Incitations et régulation : limiter les facteurs de risque à la source
- Plusieurs acteurs appellent à mieux réguler l’industrie alimentaire, les publicités d’aliments malsains et les environnements favorisant la sédentarité
- La fiscalité comportementale est également proposée par plusieurs acteurs. Voir notre article sur l’efficacité de ce type de mesures.
Viser les comportements de santé pour lutter contre les maladies non transmissibles
- Beaucoup de programmes de prévention reposent encore sur l’information/éducation, mais cela ne suffit pas pour changer des comportements ancrés dans des contextes (culturels, socio-économiques).
- Les concepts comme les nudges, l’architecture de choix, les déterminants sociaux et psychologiques nécessitent d’être mieux intégrés dans les politiques globales.
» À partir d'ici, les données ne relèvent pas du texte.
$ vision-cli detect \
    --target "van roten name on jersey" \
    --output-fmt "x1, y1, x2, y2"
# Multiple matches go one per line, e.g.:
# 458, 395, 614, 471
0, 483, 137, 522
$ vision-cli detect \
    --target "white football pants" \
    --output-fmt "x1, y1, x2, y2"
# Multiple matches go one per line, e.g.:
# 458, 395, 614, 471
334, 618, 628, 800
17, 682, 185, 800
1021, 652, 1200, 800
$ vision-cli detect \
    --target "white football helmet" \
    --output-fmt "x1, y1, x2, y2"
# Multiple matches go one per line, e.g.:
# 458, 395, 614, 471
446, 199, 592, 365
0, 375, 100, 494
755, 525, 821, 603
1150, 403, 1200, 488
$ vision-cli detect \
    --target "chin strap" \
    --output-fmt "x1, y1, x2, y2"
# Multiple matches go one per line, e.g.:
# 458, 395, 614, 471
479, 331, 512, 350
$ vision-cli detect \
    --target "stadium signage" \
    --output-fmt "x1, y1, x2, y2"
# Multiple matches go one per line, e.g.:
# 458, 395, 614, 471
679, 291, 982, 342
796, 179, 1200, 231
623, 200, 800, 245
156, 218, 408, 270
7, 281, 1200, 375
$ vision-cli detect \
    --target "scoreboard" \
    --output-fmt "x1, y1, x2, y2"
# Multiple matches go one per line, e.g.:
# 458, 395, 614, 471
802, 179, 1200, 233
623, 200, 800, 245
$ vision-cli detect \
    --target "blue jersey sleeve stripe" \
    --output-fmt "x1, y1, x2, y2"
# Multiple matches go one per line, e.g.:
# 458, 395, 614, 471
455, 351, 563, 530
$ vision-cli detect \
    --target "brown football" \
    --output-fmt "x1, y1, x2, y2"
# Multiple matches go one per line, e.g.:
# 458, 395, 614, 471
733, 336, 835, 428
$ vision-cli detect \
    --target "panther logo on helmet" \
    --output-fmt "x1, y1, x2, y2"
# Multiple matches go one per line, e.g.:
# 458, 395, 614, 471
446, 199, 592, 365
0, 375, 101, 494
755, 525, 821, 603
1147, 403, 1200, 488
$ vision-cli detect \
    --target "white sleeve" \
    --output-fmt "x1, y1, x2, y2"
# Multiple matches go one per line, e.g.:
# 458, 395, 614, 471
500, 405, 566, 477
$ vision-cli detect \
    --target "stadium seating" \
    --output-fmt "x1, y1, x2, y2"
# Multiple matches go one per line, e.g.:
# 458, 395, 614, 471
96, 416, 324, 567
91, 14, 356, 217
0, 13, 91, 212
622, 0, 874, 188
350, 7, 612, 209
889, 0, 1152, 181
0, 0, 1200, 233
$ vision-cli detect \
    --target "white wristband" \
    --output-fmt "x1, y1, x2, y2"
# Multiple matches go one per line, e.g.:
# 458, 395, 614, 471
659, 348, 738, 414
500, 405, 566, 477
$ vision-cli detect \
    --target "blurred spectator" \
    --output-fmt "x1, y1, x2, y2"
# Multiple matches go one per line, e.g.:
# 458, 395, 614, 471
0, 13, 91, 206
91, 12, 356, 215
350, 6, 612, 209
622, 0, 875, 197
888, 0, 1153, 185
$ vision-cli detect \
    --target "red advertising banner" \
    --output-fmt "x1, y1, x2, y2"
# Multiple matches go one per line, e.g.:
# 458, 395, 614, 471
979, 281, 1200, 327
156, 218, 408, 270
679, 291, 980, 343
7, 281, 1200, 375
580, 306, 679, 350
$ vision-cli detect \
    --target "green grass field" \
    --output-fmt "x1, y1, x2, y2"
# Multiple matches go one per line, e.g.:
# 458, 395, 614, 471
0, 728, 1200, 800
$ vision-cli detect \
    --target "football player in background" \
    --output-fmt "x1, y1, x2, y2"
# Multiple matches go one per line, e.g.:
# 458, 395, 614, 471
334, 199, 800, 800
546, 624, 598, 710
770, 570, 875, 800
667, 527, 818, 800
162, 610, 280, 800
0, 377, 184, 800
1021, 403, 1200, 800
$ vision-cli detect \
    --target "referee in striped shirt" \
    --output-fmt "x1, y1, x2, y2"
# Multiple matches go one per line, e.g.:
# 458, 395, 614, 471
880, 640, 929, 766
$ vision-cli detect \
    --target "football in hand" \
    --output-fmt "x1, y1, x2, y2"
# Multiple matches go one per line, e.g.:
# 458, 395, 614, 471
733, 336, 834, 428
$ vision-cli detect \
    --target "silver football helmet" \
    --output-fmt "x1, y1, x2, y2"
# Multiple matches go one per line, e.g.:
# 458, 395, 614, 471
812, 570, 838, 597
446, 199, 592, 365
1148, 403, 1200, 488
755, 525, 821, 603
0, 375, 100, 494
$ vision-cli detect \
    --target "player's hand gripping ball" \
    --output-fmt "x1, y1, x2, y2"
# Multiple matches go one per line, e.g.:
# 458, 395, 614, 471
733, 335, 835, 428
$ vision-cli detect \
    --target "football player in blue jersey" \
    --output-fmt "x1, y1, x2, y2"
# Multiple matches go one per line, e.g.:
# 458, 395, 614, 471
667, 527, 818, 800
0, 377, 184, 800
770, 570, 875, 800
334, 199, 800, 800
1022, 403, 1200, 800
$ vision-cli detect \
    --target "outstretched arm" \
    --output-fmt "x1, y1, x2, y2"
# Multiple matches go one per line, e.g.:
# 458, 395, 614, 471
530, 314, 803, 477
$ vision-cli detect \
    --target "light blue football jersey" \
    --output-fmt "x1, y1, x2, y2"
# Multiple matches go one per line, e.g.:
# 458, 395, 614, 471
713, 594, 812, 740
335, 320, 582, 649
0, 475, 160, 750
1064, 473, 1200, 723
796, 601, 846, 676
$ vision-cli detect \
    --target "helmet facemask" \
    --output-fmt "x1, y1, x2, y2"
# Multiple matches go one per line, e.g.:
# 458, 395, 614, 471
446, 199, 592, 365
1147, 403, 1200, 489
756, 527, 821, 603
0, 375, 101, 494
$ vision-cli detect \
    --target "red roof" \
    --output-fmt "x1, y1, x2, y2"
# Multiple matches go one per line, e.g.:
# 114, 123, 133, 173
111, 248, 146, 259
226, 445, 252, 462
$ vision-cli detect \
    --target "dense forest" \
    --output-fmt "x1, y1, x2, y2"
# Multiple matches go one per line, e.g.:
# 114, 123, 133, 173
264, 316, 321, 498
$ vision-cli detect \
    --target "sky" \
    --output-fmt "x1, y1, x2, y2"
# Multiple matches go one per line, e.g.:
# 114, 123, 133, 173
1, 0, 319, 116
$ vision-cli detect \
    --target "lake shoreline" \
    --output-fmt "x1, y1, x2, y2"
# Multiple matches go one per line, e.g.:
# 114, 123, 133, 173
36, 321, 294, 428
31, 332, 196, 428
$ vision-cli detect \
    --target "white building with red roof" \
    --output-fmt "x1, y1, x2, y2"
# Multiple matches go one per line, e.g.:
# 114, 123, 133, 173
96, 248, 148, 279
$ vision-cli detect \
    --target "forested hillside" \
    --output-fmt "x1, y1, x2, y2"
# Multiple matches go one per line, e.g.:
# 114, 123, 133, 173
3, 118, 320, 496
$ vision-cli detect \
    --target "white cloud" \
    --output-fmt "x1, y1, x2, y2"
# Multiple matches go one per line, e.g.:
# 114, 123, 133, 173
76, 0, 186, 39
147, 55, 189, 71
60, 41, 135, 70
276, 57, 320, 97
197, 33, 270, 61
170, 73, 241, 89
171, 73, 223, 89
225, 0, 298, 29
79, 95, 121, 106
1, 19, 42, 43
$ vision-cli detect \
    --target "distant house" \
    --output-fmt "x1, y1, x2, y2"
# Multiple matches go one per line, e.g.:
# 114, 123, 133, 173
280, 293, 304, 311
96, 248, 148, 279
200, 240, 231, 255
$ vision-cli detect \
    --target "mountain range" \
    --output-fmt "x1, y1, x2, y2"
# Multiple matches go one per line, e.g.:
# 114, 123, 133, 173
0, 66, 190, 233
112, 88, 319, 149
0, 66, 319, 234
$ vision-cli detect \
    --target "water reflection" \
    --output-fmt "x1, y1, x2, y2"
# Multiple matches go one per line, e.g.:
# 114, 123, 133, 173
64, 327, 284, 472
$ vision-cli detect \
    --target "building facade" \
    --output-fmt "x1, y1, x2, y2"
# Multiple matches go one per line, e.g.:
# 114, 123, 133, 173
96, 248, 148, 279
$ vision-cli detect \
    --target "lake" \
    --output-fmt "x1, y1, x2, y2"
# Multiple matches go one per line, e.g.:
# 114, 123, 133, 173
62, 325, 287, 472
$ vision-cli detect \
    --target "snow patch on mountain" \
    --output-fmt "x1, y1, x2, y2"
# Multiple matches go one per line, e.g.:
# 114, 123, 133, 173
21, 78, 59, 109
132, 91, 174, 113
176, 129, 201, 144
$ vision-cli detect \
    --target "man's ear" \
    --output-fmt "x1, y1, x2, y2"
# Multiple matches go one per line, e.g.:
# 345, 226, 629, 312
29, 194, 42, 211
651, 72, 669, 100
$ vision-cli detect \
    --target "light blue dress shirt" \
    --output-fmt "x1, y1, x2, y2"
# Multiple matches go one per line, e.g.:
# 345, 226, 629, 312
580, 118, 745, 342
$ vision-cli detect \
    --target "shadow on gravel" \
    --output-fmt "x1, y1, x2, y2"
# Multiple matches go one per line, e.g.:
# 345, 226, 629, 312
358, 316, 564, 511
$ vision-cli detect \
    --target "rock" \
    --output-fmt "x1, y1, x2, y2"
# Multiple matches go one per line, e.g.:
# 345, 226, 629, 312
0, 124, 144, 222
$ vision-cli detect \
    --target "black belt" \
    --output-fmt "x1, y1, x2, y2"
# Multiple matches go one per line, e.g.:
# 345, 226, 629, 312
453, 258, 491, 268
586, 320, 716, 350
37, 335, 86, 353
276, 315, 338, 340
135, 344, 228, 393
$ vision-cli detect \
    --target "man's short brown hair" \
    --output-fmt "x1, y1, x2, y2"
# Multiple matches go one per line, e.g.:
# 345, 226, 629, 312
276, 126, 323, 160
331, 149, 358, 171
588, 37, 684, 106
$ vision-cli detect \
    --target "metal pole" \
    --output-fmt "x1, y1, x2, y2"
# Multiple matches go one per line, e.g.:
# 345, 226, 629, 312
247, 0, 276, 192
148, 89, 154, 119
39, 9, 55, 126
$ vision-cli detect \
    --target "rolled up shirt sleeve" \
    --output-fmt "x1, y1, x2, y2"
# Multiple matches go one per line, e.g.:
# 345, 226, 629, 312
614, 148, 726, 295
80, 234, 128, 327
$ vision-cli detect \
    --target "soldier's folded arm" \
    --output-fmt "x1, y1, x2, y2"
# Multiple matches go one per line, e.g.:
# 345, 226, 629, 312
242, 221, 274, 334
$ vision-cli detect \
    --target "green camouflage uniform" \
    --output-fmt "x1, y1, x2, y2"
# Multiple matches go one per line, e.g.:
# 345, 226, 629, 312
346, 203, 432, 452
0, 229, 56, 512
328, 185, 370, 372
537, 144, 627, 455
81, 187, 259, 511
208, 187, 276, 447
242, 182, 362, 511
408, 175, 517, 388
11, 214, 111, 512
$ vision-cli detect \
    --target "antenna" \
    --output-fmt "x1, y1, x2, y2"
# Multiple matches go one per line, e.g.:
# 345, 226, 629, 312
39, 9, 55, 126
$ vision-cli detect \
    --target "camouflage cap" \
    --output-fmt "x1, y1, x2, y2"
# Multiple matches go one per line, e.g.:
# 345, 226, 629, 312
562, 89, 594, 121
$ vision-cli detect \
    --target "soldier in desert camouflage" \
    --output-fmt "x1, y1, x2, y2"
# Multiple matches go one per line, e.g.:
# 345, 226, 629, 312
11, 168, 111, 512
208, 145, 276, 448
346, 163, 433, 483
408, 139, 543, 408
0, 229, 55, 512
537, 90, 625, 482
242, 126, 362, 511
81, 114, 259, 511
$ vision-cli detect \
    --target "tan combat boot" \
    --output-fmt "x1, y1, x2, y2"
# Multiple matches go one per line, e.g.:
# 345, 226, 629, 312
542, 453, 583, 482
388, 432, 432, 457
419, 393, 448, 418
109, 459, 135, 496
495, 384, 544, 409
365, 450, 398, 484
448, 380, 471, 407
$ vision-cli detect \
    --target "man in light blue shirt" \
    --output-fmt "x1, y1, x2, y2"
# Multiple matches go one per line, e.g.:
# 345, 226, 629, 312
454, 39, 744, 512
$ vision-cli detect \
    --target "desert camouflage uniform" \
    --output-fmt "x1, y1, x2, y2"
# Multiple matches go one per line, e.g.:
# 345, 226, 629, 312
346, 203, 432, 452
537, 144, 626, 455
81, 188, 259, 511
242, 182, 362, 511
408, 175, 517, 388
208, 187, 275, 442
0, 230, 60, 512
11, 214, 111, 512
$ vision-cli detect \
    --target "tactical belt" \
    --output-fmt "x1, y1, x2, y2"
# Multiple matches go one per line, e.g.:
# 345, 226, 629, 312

Suivi en temps réel & apprentissage systémique
L’étude évoque l’idée d’un « système de santé d’apprentissage » : un cadre régulier, agile, qui permet de monitorer, d’évaluer, de corriger les actions de santé publique selon les données actuelles. Cela suppose :
- Mise en place d’indicateurs robustes, comparables, internationaux
- Partage des meilleures pratiques entre pays, régions
- Capacité financière, logistique et politique de réagir rapidement quand les signaux négatifs apparaissent
Conclusion
L’étude du Lancet fournit des signaux d’alerte : malgré des progrès, nous sommes à un moment charnière où beaucoup de gains semblent atteints, mais où le risque est celui du plafonnement, voire du recul dans certaines régions ou pour certaines maladies. Ce constat n’est pas dénué d’espoir : il met en lumière les leviers qui n’ont pas encore été pleinement mobilisés.
Pour ne pas rester dans l’ornière, il faudra conjuguer innovation, équité, régulation et une gouvernance agile. Autrement, les cibles mondiales de réduction de la mortalité prématurée resteront pour beaucoup un plan sur papier plutôt qu’une réalité vécue.